Jakarta (Lampost.co) — Kementerian Agama menyiapkan pembentukan Direktorat Jenderal Pesantren (Ditjen Pesantren). Hal itu sebagai upaya memperkuat peran pesantren dalam bidang pendidikan, dakwah, dan pemberdayaan masyarakat.
Langkah ini menjadi bagian dari restrukturisasi kelembagaan besar di tubuh Kemenag agar pengelolaan pesantren memiliki otonomi dan arah kebijakan yang lebih fokus.
Selama ini, pesantren berada di bawah Direktorat Pendidikan Diniyah dan Pondok Pesantren pada Ditjen Pendidikan Islam. Menurut Sekretaris Ditjen Pendidikan Islam Kemenag, Arskal Salim, posisi tersebut membuat pengelolaan pesantren belum maksimal.
“Perlu ada penguatan dan penataan kelembagaan agar pendidikan pesantren berkembang sesuai karakteristik dan metodologinya,” ujar Arskal di Lampung, Kamis, 6 November 2025.
Pembentukan Karakter
Kemenag menilai pesantren bukan hanya lembaga pendidikan keagamaan, tetapi juga pusat pembentukan karakter dan pemberdayaan masyarakat.
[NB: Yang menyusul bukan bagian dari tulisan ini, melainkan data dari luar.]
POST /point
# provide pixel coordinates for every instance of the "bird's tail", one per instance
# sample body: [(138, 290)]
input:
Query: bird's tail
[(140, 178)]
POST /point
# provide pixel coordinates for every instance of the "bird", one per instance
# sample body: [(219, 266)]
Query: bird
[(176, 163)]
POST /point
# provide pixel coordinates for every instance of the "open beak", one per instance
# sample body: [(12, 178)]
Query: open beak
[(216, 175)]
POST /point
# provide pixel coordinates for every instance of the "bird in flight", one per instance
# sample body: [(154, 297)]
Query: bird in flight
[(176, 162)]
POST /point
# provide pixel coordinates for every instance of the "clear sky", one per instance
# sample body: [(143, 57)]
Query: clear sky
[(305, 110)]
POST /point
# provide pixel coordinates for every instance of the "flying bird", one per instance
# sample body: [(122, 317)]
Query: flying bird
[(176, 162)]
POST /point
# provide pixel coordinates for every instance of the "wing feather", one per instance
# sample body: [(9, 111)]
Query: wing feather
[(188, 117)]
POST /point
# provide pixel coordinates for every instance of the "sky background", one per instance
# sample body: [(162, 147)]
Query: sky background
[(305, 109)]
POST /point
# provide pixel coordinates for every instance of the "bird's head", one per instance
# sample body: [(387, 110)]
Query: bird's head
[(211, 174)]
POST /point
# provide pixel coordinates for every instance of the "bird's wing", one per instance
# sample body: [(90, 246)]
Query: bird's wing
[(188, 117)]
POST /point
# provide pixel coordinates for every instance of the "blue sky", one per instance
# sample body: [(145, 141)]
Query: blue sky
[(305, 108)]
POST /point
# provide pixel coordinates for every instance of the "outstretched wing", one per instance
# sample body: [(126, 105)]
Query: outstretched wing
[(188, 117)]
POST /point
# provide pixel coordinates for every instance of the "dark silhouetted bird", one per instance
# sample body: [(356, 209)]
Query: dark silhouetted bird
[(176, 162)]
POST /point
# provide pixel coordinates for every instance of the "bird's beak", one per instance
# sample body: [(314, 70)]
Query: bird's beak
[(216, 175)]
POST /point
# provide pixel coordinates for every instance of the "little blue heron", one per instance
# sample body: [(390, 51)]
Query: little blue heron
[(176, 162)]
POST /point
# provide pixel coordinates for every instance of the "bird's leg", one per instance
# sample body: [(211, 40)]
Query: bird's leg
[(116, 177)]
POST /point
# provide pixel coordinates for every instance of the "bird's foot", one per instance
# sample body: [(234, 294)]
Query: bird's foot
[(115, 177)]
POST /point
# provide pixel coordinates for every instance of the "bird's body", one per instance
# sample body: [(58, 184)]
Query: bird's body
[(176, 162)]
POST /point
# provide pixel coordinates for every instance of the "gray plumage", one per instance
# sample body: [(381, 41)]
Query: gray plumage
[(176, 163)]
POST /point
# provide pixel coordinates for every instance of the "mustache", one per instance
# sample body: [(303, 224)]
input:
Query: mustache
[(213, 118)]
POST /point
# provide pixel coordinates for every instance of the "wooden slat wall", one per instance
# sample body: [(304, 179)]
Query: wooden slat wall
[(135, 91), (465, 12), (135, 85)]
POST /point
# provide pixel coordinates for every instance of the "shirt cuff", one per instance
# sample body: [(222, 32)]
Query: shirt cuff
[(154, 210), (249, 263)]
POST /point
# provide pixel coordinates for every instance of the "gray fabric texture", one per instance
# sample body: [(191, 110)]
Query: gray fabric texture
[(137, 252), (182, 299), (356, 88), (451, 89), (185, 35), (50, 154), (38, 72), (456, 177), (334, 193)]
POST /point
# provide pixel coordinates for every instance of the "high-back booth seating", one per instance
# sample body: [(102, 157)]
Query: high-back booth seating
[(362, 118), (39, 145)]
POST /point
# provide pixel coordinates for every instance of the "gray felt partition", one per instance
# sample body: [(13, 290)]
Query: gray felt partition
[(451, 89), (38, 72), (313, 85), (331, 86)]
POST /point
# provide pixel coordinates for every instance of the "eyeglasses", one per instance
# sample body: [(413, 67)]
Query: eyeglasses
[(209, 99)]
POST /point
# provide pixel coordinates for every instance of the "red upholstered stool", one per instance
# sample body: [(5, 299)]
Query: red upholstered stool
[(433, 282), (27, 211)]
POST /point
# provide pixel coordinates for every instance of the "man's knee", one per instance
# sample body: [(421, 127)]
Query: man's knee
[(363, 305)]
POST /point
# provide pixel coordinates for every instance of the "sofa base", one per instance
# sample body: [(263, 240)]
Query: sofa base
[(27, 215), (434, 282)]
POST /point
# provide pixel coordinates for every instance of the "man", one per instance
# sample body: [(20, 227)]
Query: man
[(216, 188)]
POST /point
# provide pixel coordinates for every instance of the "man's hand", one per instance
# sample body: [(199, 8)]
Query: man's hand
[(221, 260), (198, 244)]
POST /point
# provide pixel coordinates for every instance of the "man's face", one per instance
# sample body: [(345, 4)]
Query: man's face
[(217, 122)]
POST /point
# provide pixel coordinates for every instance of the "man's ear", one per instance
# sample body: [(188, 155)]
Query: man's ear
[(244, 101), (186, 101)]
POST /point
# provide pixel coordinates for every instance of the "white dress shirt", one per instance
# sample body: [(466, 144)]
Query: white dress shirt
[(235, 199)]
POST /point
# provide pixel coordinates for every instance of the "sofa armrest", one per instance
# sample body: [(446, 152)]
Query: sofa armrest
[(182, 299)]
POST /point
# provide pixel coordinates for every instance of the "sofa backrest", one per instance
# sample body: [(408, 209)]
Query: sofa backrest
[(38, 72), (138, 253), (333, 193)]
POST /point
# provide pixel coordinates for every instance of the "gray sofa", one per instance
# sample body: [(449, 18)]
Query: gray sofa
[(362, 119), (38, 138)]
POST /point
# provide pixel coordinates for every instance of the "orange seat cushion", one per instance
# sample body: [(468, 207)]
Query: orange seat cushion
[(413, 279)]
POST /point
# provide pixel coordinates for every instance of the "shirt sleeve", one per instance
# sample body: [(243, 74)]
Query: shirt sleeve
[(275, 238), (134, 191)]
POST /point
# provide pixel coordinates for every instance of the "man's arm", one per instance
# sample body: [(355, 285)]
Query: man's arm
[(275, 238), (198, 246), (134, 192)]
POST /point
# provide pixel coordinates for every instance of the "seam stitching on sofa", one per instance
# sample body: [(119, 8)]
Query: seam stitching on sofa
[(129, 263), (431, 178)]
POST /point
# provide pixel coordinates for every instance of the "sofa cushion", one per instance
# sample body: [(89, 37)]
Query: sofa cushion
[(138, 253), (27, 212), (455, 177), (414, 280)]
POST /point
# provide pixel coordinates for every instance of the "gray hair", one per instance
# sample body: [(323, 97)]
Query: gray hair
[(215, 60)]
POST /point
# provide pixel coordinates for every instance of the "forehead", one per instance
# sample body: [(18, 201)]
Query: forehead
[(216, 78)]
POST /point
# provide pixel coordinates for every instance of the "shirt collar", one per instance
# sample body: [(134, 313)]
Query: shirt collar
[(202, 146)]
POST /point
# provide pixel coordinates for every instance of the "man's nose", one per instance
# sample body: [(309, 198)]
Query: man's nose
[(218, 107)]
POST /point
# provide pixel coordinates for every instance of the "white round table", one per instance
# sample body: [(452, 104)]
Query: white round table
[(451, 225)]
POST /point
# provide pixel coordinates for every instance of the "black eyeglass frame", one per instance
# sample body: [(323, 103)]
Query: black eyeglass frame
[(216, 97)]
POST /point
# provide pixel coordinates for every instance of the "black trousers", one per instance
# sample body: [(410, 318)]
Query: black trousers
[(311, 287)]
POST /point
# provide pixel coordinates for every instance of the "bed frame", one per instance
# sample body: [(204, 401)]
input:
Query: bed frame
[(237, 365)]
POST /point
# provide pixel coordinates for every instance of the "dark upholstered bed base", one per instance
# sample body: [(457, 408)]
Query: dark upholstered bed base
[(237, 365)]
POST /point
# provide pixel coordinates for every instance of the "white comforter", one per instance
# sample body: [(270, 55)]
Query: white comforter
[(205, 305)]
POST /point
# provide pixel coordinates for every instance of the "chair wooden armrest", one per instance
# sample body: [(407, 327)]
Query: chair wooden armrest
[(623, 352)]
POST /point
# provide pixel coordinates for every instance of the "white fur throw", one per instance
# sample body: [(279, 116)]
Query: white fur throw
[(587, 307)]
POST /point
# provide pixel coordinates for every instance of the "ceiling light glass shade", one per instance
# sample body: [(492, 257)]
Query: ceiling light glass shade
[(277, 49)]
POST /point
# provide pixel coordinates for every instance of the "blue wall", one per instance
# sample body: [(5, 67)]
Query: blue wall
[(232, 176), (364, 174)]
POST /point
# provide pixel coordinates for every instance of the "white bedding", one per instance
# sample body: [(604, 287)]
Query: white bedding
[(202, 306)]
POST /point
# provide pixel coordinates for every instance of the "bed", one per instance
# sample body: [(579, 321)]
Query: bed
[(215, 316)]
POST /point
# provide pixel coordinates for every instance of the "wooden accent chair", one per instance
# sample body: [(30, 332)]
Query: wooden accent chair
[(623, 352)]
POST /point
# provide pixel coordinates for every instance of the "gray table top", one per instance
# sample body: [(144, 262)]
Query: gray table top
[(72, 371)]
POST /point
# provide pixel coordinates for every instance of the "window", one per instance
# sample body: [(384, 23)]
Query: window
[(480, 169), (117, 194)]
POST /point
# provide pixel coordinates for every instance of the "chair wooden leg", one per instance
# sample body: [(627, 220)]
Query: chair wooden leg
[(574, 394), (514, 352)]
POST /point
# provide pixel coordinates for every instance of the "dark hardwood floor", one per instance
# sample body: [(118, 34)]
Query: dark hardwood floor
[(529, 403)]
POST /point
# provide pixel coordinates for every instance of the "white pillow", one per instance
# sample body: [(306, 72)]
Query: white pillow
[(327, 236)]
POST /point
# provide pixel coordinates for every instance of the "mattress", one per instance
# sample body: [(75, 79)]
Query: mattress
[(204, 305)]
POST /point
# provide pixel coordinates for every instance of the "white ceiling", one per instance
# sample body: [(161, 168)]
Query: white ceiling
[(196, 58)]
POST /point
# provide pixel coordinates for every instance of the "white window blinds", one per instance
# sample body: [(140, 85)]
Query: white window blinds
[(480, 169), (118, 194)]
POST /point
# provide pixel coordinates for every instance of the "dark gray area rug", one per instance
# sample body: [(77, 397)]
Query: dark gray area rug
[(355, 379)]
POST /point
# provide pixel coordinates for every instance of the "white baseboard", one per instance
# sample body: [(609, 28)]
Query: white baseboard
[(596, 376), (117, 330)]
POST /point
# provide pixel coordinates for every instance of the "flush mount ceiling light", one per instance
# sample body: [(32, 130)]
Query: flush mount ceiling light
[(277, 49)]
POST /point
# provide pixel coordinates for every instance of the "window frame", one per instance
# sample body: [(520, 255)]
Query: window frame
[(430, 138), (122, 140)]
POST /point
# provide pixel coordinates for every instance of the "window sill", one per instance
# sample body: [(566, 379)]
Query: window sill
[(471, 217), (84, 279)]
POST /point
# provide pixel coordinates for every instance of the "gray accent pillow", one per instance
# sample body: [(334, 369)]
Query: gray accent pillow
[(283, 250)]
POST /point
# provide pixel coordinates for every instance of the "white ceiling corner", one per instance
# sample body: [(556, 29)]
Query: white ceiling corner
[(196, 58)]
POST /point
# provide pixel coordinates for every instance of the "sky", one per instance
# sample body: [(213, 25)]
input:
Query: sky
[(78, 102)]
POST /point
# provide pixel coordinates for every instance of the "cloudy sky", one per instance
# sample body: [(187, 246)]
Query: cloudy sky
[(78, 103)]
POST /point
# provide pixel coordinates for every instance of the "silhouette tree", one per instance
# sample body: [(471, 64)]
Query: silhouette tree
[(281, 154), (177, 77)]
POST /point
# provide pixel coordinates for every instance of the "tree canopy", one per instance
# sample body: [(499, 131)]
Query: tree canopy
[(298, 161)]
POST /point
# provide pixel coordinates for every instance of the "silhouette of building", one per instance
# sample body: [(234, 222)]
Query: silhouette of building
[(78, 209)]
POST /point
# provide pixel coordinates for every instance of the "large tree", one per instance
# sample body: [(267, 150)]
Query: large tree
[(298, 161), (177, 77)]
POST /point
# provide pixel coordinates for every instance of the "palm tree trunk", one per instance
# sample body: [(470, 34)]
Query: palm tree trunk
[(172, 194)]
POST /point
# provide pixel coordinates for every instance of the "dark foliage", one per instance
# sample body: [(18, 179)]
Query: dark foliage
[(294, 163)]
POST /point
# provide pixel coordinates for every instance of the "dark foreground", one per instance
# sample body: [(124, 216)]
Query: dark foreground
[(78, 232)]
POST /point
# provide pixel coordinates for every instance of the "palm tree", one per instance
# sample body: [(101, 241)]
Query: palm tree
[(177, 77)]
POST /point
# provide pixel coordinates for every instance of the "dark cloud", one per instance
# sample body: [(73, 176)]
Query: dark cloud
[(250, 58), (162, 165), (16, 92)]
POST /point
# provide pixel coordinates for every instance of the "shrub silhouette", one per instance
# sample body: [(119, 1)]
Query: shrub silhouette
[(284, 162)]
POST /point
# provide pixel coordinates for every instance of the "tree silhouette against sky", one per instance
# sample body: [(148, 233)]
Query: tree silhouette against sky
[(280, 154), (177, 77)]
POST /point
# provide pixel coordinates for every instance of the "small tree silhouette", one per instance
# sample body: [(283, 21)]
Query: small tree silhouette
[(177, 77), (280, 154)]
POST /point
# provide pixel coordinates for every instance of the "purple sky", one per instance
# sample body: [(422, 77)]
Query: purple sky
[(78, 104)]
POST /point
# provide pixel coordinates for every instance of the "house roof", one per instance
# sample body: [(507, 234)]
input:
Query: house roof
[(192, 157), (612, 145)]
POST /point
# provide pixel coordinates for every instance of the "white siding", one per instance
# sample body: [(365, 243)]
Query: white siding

Karena itu, Ditjen Pesantren akan menjadi wadah khusus yang merancang kebijakan dan program peningkatan mutu pesantren di seluruh Indonesia.
“Pesantren sudah lama menjadi bagian penting peradaban bangsa. Sekarang waktunya negara memberikan ruang kelembagaan yang lebih kuat agar pesantren bisa tumbuh lebih cepat dan mandiri,” tegas Arskal.
Pembentukan Ditjen Pesantren juga diharapkan mempercepat sinergi antara pemerintah dan lembaga pendidikan Islam tradisional dalam memperkuat moderasi beragama dan pembangunan sumber daya manusia unggul. (ANT)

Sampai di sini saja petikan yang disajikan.